# Riding area is on a hill & uneven ground.



## waresbear (Jun 18, 2011)

Working on uneven ground and being careful of it, is fine, in fact it's good practice!


----------



## churumbeque (Dec 20, 2009)

Rent a skid loader and level it out.


----------



## TXhorseman (May 29, 2014)

Take advantage of what you have available. Trotting and cantering up hills can help a horse develop its hindquarters and get accustomed to using them more. You can use the hills to learn how to adjust your weight so your horse does not accelerate when going down hill.


----------



## Kimmy1985 (Jun 8, 2014)

churumbeque said:


> Rent a skid loader and level it out.


HAHA! I'd love to, but like I said, its not an option right now. 


So walking/trotting sidehill - I'm worried about stressing tendons & what not - maybe I'm being too worrisome??


----------



## TXhorseman (May 29, 2014)

Horses go up and down and across hills all the time. If a rider is balanced over the horse's center of gravity, his weight should make little more difference than when riding on flat terrain. 

Like most physical activities, just don't overdo it. Listen to your horse and respond accordingly.


----------



## BearPony (Jan 9, 2013)

My pasture is quite hilly. The flat-ish part that I use for schooling is about the size of a small dressage arena. I find that as long as I'm careful about the footing and utilize the rest of the big field for hill work, warm ups, other exercises, etc. it works out just fine as a working space. My horses really are fine at all gaits on various terrain/inclines, but on a day to day basis I go slowly down hills and more quickly up to keep it easier on their joints but build muscle. The bonus is that when I haul to my trainer's flat and well manicured arena everything feels easy!

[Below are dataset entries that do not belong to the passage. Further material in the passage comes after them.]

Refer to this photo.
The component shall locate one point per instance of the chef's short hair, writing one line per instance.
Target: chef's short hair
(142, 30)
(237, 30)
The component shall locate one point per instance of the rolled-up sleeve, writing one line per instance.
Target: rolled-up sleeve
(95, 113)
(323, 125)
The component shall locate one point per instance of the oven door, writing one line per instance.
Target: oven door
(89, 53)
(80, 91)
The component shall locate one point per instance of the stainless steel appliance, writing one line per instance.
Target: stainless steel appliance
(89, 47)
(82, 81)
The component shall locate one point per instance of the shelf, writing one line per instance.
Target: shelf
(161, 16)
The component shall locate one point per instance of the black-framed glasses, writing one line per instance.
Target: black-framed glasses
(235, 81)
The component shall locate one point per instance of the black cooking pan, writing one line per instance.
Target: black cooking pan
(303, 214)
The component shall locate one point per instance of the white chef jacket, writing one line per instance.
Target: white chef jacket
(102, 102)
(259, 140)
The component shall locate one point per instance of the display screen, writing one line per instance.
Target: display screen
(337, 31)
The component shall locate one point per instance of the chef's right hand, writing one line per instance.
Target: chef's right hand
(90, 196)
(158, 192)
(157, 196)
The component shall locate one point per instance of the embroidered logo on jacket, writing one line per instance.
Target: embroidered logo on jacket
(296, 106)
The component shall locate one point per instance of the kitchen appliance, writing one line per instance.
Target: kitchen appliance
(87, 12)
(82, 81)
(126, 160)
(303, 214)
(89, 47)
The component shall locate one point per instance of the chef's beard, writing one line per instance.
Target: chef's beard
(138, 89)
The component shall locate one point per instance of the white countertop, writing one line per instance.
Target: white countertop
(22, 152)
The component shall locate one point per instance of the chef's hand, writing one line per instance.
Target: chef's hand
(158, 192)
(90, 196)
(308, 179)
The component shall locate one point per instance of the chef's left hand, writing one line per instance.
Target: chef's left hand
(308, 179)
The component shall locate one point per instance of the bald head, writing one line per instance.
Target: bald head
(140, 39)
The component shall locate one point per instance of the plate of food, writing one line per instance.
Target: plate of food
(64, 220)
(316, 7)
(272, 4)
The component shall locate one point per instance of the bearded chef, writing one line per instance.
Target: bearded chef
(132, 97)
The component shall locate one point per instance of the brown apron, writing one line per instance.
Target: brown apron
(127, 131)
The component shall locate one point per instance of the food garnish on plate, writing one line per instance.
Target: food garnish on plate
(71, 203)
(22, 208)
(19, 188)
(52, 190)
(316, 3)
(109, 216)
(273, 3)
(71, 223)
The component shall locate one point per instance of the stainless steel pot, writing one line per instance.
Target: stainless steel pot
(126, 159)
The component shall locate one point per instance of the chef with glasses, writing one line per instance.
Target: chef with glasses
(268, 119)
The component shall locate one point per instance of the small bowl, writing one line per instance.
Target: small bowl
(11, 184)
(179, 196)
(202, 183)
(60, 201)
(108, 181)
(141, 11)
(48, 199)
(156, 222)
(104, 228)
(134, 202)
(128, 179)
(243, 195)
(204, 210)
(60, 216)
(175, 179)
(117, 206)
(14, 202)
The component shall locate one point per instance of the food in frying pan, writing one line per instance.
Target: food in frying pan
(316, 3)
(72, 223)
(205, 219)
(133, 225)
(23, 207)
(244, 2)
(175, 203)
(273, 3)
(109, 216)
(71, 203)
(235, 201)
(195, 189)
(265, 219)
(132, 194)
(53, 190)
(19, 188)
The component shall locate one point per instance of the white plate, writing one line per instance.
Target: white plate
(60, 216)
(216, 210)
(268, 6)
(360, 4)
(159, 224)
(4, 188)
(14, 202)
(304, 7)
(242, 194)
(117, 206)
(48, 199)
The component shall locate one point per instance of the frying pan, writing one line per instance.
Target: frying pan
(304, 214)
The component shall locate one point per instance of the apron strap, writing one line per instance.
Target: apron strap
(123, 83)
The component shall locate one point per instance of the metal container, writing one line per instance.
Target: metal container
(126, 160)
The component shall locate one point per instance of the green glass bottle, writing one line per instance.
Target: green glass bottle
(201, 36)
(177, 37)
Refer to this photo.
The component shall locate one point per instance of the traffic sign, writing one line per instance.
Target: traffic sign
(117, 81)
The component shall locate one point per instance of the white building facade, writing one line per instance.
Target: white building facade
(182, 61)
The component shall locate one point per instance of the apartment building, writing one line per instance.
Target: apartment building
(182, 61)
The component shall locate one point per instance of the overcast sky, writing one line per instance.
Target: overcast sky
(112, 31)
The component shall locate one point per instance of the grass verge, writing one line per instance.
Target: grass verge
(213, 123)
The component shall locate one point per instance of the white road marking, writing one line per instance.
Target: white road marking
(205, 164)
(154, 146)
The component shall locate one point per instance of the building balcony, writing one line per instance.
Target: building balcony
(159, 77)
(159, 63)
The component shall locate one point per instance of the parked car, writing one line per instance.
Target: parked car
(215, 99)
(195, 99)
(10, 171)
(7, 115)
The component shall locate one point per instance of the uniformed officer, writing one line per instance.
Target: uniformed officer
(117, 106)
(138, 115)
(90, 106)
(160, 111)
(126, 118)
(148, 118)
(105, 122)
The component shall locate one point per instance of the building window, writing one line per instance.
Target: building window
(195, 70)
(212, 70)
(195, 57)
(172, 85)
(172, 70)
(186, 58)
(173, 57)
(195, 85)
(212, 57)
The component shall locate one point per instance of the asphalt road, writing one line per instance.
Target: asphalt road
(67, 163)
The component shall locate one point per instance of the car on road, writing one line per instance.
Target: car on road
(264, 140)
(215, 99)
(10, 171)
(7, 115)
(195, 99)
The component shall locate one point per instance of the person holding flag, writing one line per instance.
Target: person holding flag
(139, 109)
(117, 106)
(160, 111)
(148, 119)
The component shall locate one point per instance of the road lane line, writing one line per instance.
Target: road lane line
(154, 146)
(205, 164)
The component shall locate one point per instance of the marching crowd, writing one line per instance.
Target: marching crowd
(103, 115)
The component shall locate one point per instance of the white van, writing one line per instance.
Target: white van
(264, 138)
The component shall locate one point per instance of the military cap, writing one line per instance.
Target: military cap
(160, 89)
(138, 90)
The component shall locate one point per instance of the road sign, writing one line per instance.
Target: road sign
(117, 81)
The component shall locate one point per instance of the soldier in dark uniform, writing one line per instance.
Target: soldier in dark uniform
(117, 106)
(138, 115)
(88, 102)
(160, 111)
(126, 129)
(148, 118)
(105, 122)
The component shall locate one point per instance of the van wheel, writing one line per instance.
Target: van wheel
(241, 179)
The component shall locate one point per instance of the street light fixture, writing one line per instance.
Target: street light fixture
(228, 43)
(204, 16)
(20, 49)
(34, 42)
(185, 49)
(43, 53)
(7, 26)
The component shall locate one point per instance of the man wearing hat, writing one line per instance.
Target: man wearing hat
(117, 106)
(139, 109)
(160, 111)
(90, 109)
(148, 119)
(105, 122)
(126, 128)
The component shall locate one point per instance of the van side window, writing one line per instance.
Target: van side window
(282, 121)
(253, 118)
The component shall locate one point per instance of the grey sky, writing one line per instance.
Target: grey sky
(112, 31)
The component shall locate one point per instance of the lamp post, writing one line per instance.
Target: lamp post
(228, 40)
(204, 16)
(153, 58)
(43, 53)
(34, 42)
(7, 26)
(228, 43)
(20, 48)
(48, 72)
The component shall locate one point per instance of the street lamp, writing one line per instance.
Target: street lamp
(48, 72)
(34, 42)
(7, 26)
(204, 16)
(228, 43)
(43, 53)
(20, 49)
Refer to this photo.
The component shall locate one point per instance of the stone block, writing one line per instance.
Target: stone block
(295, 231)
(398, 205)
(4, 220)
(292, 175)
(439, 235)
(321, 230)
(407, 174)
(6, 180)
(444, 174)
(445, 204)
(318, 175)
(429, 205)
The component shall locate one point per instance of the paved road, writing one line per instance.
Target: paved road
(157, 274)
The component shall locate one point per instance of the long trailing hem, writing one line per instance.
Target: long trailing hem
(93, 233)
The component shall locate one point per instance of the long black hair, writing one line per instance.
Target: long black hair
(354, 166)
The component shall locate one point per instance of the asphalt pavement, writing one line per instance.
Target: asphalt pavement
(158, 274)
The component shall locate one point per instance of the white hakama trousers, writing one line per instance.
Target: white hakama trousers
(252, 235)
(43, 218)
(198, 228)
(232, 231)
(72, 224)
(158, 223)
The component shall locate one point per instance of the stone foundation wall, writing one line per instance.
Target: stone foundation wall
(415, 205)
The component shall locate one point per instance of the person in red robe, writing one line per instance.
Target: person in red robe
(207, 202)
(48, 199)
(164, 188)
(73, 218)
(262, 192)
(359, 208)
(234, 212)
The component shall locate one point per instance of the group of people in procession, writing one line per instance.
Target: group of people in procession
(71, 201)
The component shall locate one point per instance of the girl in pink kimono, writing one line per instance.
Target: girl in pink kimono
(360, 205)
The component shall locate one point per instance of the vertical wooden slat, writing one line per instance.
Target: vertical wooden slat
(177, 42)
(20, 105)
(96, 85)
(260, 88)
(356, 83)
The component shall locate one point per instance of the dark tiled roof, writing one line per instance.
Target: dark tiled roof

However, my horses live out on the hills and uneven terrain 24/7 so it is what they are used to. I would start a lot more slowly if the horse spends all or most of its time on flat or manicured footing.


----------



## Kimmy1985 (Jun 8, 2014)

I have a similar situation to yours BearPony - she's lives in a hilly pasture 24/7 and the flat-ish part I school in is part of that pasture, so she SHOULD be accustomed to it lol 


Thanks for the replies everyone!


----------